• Sulla pista del circo danza l’Amleto al quadrato di Filippo Timi

    Che ci fa Marilyn Monroe nell’Amleto di Shakespeare? Perché è proprio lei, non c’è dubbio, bionda come tutti la ricordano e con quel vestitino bianco un po’ strizzato sul corpo, iconico come amano dire a ripetizione i più banali fra i commentatori. È proprio lei, quasi un modello della seduzione femminile ante Me Too, inquadrata al centro del cerchio di luce che si stampa sul sipario ancora chiuso, fra sospiri e preannunci di Vie en rose, all’inizio dello scatenato Amleto2 di Filippo Timi. Un Amleto al quadrato, insomma; un Amleto moltiplicato per sé stesso. Eccessivo delirante strafatto, fate un po’ voi, comunque divertentissimo.

     

    Quanto il sipario si apre, appare la pista di un circo con la gabbia delle bestie feroci in primo piano e la paglia per terra. Il circo del mondo fatto teatro. Entrate, visitate il mio serraglio. Uomini e belve in lotta. Viene forse troppo facilmente in mente la Lulu di Frank Wedekind, il prologo de Lo spirito della terra. Ma bisogna diffidare delle metafore troppo arrendevoli. Qui c’è la follia dei nostri anni, un mondo andato fuori dai propri cardini in allegria, più che l’espressionismo di Otto Dix o George Grosz.

     

    Foto di Annapaola Martin

    Al centro la pista è dominata dal gotico trono su cui è installato il protagonista, fra panneggi rosso e oro, veli che prefigurano svolazzanti fantasmi (è una storia di spettri, no?) e palloncini che ondeggiano mentre cercano di volare via dal filo che li tiene, ce n’è uno anche attaccato in cima alla spada del principe Amleto. Per dire che la tragedia è gioco e dentro il gioco bisogna scavare un poco se vogliamo trovare qualcos’altro. Che poi viene il dubbio che sia molto più filologico questo Amleto al quadrato di tante pensose meditazioni su Amleto e Ecuba.

     

    Gioca su due registri, Filippo Timi, in questo lavoro che riprende a distanza di una quindicina d’anni una precedente versione (prodotto dal teatro Franco Parenti, l’abbiamo visto in tournée al Duse di Bologna).

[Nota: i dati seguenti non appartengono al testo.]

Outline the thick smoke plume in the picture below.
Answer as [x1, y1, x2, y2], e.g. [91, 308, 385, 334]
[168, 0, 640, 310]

E ci appare più maturo, come attore e regista. Dialoga col suo pubblico che ride a ogni battuta e si fa trascinare nel gioco come fosse un Hamlet horror picture show – non doveva essere tanto diverso il clima del Globe al tempo di Shakespeare. Ma intanto il gioco vero, nel senso teatrale del termine, è quello del teatro nel teatro. L’andare fuori e dentro la vicenda e i personaggi, portando allo scoperto anche il farsi personaggi degli attori, in una moltiplicazione dei rispecchiamenti. Del resto perché altrimenti un Amleto al quadrato?

     

    Accanto a lui che non disdegna la gonna fastosa di un nero luttuoso, ruotano vorticosamente le tre figure femminili su cui si appoggia sulla scena. Se prima c’è la Marilyn “bionda dentro” di Marina Rocco che nell’edipica vicenda è il vero fantasma paterno, a duettare con il capocomico interviene poi l’Ofelia simil preraffaelita di Elena Lietti che “vestita di fiori” evoca Lucio Battisti – statti lontana dall’acqua, le dice lui che sa come andrà a finire e vorrebbe smontare la trama, ma poi lei non tiene la parte, sbaglia battuta e lo costringe a ricominciare da capo, in un tormentone di ripetizioni non isolato nel corso dello spettacolo. Ma soprattutto c’è Lucia Mascino che fa una Gertrude straripante e sboccatissima, con in testa una gran cofana di capelli ricci che ne farebbe un po’ il fool della situazione se non fosse lei a dettare i tempi al figlio irresoluto per convenzione. Deflora quella poveraccia di Ofelia, gli intima. Si appoggia a gambe larghissime sui braccioli del trono per prepararsi a soddisfare le voglie maschili, che tanto lo sa che sono tutti maiali uguali, il re morto e il fratello che ha preso il suo posto nel letto. E intanto però osa una putativa nudità, guanti lunghi e scarpe a tacco alto di un rosso squillante, con i brillantini a coprire i punti giusti come le soubrette d’antan. E sceglie questa mise inappropriata, diciamo così, per raccontarsi. Gli studi scientifici all’università prima di essere rapita dal teatro. E un definitivo: non voglio tornare ad Ancona.

     

    Comunque bella, canta ancora Battisti. Ma lo spettacolo si chiude sulle note dolenti di Nothing compares 2 U, bellissima quando la canta Sinéad O’Connor, qui però diluita nella versione crooner di Jimmy Scott. Buona notte, mamma. Amleto non crede alle lacrime.